And with the visibility we have for now, it appears rates will normalize or remain flat at current levels, which minus the effect of contract shortfall payments, results in overall total revenue per day of approximately 5% to 7% lower for 2017 versus 2016. Despite the challenges in the current environment, the majority of our AC triples and our heavy doubles remained active during the quarter with the result and impact of our top quarter EBITDA and gross margin versus industry remaining relatively stable year-over-year, net of the effect of shortfall payments.

Our new AC ADR 1000, introduced on previous conference calls, has been contracted and will begin working in the deep basin area beginning mid-August. In our directional drilling business, the rapid advancement of drilling advisory software is expected to expedite the further integration of directional drilling with drilling rigs.

The combination of the evolving technology with Ensign's high reliability, high torque motors and industry-leading meantime between failures will make it increasingly difficult for independent directional drilling contractors to differentiate themselves with the corresponding margin compression they are experiencing which is expected to continue into the future. Our well-servicing business and Canadian well services activity improved slightly or 11% versus the same period last year, with activity for the year expected to improve 25% to 30% for 2017 versus 2016.

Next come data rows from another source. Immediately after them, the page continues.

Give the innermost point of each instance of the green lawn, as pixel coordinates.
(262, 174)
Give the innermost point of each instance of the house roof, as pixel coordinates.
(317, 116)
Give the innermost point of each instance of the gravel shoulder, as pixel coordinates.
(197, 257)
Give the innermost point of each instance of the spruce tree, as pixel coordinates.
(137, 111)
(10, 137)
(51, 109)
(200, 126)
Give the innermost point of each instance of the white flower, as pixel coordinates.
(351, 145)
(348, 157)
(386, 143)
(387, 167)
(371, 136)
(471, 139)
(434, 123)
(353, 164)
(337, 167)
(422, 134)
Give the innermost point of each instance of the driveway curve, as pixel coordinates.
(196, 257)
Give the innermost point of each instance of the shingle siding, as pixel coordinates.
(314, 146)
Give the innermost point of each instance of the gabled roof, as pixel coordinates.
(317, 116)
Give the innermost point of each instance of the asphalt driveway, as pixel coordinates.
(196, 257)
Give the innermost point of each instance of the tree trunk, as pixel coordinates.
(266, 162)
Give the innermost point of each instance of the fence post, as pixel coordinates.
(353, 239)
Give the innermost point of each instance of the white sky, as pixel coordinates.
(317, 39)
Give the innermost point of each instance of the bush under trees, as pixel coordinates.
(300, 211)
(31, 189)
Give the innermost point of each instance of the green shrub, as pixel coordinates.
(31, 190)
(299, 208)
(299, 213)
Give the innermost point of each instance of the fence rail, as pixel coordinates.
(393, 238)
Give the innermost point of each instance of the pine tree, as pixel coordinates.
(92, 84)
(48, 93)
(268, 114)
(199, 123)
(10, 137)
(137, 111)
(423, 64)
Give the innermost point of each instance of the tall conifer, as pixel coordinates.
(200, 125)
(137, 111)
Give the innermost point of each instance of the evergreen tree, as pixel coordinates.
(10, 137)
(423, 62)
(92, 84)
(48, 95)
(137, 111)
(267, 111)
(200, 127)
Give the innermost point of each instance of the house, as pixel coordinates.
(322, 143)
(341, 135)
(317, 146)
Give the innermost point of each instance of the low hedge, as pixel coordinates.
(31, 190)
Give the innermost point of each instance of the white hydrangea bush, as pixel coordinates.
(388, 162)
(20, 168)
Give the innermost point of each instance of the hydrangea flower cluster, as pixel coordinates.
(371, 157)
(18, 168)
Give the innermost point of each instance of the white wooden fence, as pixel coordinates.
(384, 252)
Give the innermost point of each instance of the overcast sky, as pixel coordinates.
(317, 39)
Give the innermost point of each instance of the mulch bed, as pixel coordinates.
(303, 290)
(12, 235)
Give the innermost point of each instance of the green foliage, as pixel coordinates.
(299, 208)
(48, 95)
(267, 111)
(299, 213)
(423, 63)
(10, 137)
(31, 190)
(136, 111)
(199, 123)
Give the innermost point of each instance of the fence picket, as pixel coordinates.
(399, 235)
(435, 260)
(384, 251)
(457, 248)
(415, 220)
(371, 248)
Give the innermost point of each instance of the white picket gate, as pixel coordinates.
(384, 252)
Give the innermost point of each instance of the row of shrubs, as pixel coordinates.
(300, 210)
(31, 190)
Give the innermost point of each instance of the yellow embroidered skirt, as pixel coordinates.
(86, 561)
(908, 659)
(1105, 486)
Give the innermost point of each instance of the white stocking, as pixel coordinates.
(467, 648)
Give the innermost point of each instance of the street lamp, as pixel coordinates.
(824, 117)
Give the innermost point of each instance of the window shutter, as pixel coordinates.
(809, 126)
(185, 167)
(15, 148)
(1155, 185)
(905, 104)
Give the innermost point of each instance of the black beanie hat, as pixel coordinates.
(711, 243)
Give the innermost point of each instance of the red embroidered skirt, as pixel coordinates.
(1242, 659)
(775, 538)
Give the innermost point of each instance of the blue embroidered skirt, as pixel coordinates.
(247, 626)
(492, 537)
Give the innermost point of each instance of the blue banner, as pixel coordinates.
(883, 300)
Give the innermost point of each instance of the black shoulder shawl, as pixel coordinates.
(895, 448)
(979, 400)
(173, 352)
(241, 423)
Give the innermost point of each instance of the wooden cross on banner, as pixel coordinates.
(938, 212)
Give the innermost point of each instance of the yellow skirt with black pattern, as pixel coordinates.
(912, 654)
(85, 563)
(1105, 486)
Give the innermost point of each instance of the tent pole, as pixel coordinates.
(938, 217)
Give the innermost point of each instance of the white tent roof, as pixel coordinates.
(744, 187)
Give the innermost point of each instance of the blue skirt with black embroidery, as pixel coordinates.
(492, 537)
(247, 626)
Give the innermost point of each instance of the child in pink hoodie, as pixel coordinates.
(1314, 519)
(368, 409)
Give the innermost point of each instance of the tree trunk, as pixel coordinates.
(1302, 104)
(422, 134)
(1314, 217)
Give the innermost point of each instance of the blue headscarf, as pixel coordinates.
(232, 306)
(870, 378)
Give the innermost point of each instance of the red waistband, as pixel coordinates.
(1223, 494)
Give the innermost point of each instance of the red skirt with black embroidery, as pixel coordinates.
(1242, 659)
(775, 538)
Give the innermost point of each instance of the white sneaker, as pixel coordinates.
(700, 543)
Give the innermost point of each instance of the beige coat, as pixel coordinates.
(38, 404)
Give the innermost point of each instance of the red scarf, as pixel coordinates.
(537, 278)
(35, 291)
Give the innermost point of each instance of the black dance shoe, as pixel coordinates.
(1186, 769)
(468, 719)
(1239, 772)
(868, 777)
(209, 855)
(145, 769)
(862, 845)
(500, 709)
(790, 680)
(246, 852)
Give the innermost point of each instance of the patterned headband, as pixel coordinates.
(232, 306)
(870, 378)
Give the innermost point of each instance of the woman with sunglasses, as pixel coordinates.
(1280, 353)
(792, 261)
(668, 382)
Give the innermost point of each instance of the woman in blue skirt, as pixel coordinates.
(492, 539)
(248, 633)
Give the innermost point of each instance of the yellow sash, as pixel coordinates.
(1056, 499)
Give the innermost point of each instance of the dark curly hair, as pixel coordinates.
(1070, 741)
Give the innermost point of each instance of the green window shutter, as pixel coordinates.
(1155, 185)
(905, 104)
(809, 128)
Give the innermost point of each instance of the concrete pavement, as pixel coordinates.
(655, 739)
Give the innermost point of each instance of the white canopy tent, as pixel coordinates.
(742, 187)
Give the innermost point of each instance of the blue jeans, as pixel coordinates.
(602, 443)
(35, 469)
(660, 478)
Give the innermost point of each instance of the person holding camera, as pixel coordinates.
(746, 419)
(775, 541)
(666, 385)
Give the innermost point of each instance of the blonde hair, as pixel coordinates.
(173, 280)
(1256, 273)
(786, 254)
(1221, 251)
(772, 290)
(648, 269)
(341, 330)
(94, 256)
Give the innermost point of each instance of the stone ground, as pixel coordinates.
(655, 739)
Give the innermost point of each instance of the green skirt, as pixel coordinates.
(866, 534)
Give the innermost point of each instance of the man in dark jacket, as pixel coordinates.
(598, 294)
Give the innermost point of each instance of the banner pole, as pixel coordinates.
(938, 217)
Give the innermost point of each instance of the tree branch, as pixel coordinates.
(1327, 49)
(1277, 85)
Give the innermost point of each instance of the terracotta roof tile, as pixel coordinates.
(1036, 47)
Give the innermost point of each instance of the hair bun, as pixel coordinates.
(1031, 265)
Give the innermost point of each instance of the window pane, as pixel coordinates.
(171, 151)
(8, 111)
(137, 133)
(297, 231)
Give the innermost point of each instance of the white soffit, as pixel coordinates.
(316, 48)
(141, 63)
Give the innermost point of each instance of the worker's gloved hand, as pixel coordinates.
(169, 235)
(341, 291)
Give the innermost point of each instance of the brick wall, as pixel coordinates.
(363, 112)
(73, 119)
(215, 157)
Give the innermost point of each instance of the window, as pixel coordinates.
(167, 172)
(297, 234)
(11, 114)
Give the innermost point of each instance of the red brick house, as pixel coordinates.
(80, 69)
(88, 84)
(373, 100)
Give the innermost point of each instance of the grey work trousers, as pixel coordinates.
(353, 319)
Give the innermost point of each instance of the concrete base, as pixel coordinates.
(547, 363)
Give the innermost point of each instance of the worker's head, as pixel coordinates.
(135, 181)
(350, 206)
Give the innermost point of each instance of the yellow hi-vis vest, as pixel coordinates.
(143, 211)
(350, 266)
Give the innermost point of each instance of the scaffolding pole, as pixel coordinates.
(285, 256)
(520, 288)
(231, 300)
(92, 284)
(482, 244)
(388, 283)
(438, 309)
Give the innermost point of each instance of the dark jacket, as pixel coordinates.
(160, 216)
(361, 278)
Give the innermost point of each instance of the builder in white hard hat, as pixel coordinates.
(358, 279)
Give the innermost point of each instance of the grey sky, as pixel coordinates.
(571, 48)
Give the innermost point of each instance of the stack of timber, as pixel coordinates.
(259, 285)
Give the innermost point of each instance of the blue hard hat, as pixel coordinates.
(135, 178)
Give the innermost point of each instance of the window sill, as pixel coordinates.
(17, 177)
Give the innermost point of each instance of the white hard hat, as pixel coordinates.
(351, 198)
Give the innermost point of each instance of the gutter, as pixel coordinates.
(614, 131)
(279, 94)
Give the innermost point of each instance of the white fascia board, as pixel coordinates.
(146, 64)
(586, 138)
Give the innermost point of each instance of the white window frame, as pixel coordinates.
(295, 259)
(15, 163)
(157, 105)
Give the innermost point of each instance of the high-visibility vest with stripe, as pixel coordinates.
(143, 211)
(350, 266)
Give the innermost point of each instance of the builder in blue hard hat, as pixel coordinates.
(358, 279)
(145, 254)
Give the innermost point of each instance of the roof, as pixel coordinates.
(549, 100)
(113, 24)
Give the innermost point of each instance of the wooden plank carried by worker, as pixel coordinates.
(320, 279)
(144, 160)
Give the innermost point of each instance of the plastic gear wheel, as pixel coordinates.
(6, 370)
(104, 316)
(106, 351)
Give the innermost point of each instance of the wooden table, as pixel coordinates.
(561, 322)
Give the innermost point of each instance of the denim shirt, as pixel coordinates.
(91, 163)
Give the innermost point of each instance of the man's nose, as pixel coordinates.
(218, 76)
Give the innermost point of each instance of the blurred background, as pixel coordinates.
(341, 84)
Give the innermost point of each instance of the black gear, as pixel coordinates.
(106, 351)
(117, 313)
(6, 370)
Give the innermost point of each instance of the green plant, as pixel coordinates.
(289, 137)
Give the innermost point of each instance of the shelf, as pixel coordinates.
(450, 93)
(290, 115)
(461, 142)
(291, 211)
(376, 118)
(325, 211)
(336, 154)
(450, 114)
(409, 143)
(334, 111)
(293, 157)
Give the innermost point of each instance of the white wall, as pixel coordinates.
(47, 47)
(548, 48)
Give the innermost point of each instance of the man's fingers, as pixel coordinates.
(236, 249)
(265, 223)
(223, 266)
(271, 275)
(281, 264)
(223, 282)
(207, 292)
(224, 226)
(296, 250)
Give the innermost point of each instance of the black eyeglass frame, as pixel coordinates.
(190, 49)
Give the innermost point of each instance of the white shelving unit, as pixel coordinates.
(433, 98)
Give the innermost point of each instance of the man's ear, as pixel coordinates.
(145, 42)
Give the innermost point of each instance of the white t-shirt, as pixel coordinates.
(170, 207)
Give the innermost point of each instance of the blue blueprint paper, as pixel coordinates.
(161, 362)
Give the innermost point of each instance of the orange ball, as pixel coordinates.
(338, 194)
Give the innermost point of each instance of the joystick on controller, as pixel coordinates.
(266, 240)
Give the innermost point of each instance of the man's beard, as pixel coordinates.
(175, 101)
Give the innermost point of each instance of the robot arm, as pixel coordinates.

Rates have gradually improved 5% to 10%, but are expected to remain relatively stable for the remainder of the year. Our testing business is a highly competitive space, or it operates in a highly competitive space, with low barriers to entry, and as such has little pricing traction.

However, activity for testing is expected to increase in Q3 as previously drilled wells are completed. In our rental business, rental rates have gradually been improving with particular product lines like matting, experiencing increased demand and helping to drive improved performance in the division on a year-over-year basis.

In Canada, the general outlook is that our recent uncertainty in commodity prices may threaten the strength and pace of activity for the second half of 2017. However, current visibility into bookings and contracts will continue to suggest an approximate 50% or greater increase in activity in 2017 over 2016.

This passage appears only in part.